Fig. 1: Woven strands form cables which suspend the Brooklyn Bridge in New York

The observation that I would like to start with is the almost inconceivable strength of individual strands when woven suitably together. For me, this is evident in the Brooklyn Bridge (see figure 1), where each cable is made of 4 main strands, each consisting of 19 wires and, in total, containing over 391km of wire (see ref. 1)! 

Explaining WebHub is a little like showing wire after wire of an intricate structure, hoping that the listener will imagine how they combine together

Explaining WebHub is a little like showing wire after wire of an intricate structure, hoping that the listener will imagine how they combine together.

Indeed, WebHub contains many threads (pun intended), or groups of functionality.
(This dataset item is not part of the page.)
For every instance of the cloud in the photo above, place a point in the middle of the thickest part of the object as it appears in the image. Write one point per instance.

When taken together, they enable you to create a web application which can carry a New York rush-hour quantity of traffic. You can build anything from off-Broadway static sites to Wall Street business-suit applications to Paris cafes.
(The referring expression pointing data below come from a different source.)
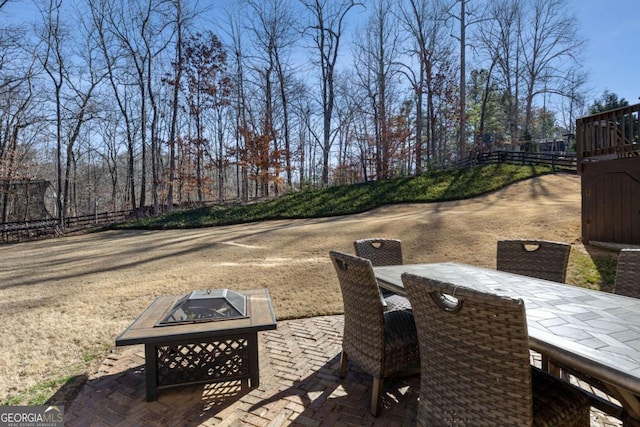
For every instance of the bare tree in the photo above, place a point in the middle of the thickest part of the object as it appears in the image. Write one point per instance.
(53, 63)
(499, 39)
(274, 30)
(376, 64)
(326, 28)
(549, 44)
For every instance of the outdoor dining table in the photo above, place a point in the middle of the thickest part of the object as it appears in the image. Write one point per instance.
(590, 332)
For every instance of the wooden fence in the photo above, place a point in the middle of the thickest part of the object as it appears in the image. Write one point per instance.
(557, 161)
(608, 148)
(13, 232)
(609, 135)
(30, 230)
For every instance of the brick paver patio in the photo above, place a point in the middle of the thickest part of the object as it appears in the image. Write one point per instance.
(299, 385)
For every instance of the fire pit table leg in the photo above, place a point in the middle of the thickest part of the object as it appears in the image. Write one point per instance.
(151, 371)
(254, 364)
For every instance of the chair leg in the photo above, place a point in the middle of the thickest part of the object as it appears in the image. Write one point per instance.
(375, 395)
(343, 364)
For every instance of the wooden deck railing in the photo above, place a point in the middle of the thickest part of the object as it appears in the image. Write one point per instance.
(609, 135)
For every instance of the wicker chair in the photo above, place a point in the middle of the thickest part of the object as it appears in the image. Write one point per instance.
(476, 369)
(382, 343)
(535, 258)
(627, 273)
(382, 251)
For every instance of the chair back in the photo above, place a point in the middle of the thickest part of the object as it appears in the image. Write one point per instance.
(474, 354)
(363, 338)
(380, 251)
(542, 259)
(627, 273)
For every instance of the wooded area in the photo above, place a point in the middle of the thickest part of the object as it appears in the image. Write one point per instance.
(144, 105)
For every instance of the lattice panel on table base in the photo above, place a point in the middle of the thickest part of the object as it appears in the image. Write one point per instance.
(221, 359)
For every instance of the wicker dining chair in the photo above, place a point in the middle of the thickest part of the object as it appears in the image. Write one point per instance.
(382, 343)
(384, 251)
(627, 273)
(475, 366)
(543, 259)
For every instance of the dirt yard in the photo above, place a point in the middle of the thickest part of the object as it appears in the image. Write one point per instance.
(64, 301)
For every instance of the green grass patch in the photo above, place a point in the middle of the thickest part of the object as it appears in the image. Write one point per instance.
(594, 272)
(345, 200)
(40, 393)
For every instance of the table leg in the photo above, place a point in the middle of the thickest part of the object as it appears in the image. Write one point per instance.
(151, 371)
(254, 365)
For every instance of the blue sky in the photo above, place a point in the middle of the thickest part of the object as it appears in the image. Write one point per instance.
(612, 52)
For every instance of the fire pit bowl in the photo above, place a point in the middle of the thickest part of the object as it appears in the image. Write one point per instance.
(206, 306)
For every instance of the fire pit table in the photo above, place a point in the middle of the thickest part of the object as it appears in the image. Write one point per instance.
(203, 337)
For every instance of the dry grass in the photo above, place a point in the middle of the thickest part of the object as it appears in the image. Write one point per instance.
(64, 301)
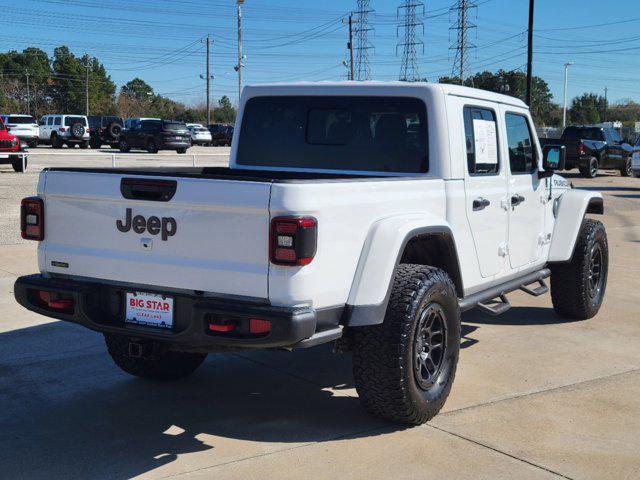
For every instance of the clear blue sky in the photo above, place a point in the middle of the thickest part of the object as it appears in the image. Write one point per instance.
(158, 40)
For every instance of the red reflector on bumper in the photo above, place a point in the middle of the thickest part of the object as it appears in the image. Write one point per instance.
(222, 327)
(61, 304)
(257, 325)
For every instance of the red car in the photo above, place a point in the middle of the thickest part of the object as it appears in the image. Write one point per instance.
(10, 145)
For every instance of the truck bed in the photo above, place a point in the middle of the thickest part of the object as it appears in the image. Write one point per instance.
(225, 173)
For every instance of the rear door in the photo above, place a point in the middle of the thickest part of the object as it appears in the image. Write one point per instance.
(485, 187)
(526, 191)
(212, 235)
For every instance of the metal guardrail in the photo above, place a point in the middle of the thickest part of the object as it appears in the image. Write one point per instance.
(24, 156)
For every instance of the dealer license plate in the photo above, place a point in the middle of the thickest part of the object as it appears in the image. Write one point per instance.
(149, 309)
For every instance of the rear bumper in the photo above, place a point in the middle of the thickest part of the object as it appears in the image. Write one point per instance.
(101, 307)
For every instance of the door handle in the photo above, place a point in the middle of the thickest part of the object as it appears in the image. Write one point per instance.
(480, 204)
(516, 200)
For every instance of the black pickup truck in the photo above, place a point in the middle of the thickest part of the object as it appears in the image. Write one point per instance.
(591, 147)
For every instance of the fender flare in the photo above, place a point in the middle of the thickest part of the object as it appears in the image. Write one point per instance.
(379, 258)
(569, 210)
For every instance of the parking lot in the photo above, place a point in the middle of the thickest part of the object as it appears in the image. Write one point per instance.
(535, 396)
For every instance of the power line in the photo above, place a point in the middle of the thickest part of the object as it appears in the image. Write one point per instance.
(363, 69)
(462, 26)
(409, 22)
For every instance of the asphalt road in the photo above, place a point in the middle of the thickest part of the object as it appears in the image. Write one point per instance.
(535, 396)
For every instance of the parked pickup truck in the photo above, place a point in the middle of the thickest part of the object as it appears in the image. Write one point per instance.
(592, 147)
(370, 214)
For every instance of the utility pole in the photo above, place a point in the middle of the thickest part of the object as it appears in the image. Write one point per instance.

We have a portfolio section on www.href.com, and you are invited to have a look there to see what some of our customers have built over the years, often on small budgets.  WebHub sites easily support a million dynamic page requests per day ... and more, if you throw more than $2500 worth of hardware at the problem.

Fig. 2: Snail shell

The second metaphor to conjure up appears in figure 2 - the snail - illustrating the notion of slow but steady progress. WebHub evolution may not always go in a straight line, but it moves consistently toward something greater. Similarly, many web sites start in a fairly primitive state, and evolve over time, as the owners become more ambitious and the developers become more skilled. The WebHub framework supports entry-level static sites, simplistic dynamic sites and full-featured database-driven sites. Throughout that evolution, WebHub developers can use one syntax, one paradigm, one approach. Over the lifetime of a web site, that saves hundreds of hours and potentially tens of thousands of dollars.
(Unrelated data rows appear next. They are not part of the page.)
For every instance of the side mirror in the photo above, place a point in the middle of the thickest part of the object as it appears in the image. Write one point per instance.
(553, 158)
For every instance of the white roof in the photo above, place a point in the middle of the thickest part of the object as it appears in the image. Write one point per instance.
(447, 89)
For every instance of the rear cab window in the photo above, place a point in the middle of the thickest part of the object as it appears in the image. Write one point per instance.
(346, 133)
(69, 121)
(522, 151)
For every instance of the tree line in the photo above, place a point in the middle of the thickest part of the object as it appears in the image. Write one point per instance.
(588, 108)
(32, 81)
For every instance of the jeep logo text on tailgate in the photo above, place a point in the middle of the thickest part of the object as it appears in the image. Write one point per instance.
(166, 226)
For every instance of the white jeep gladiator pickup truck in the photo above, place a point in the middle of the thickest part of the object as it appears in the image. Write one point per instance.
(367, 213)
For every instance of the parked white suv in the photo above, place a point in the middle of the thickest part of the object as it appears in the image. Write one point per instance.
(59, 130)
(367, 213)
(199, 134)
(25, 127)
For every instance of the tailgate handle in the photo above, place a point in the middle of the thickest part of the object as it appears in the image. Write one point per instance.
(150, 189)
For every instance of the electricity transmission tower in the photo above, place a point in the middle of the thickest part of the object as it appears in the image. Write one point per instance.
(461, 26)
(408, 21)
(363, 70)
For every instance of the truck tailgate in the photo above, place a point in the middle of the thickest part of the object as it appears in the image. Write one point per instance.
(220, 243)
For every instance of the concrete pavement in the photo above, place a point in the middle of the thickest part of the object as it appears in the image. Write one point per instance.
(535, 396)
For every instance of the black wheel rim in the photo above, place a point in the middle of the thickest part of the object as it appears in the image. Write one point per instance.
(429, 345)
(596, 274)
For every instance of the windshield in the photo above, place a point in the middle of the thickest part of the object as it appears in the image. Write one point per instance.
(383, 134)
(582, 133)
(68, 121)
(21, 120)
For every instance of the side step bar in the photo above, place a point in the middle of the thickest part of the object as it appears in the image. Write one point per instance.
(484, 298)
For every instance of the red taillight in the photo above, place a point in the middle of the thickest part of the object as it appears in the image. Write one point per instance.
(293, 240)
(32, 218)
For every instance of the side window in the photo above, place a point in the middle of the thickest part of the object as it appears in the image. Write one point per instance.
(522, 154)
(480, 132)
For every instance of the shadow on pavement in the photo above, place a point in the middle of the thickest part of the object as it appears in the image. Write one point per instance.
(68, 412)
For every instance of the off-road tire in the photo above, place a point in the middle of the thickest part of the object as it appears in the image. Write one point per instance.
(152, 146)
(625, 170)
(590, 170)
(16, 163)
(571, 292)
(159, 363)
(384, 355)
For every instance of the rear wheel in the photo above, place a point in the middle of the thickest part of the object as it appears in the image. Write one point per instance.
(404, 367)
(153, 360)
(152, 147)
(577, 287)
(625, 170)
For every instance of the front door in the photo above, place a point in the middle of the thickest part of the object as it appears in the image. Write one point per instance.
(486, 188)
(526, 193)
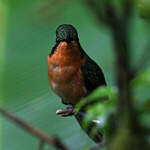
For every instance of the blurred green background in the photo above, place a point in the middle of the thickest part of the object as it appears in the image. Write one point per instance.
(27, 35)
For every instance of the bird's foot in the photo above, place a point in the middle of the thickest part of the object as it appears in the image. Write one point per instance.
(69, 111)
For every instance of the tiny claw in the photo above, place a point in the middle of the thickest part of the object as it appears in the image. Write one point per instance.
(69, 111)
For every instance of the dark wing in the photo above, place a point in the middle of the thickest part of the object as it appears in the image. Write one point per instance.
(92, 74)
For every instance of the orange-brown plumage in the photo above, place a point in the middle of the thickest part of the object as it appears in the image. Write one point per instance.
(64, 72)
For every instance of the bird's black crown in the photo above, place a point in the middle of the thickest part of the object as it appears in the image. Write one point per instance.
(66, 32)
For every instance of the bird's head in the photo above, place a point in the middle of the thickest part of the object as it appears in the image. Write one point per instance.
(66, 32)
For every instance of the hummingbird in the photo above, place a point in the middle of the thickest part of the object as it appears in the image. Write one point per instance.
(72, 74)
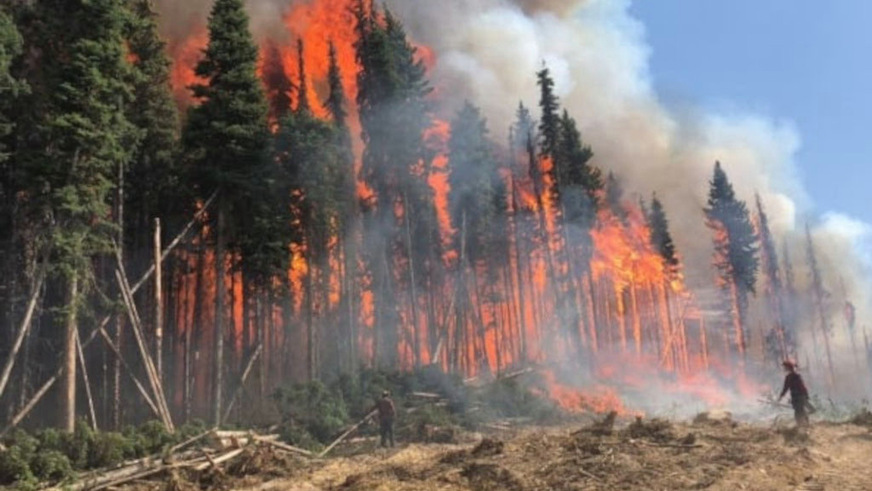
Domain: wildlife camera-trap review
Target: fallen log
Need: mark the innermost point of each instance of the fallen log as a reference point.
(219, 460)
(344, 435)
(40, 393)
(426, 395)
(284, 446)
(195, 438)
Yes, WebHub can help you build static sites with great ease. In the section below on teamwork, there are some example of re-usable droplets, and page definitions. Any page can be exported to a static file; all pages can be exported by a single verb on the main application object. So while I use WebHub to build dynamic sites for my day job, I also use it to maintain static sites for relatives and friends!

Four essential facets

Every web application has one job, which is to process requests that arrive over HTTP, calculate the answer and optionally perform any other task(s), and then return that answer in the appropriate format (HTML, CSS, XML, etc.).

(A ‘web application’ as defined for this article is a dynamic web site which probably has database-driven content and may, or may not, look and feel like a Windows application).

Let's have a look at four essential facets of WebHub which combine to accomplish that job elegantly and super-fast: teamwork, overall architecture, consistent url with save-state, and Delphi hooks.

Teamwork

You may have noticed that some people are more left-brained, logical, and methodical than others. An optimized web development team needs one or more left-brained people to write the logic in Delphi (or PHP or C#) and to do the database work. That team also needs some right-brain talent to design the page layout, choose the color scheme, imagine the best user interface, create graphics, logos, and so on.

Once in a great while, a single person has strong talent in both areas, but usually, almost always, a web site moves forward best with a team of at least two people.

To keep our story simple, consider the left-brained person(s) to be the Delphi developer and the right-brained person(s) to be the web artist in charge of the HTML

To keep our story simple, consider the left-brained person(s) to be the Delphi developer and the right-brained person(s) to be the web artist in charge of the HTML. In reality, sometimes the Delphi developer will do a bit of HTML or CSS coding, and sometimes the web artist will offer an observation that leads to better logic.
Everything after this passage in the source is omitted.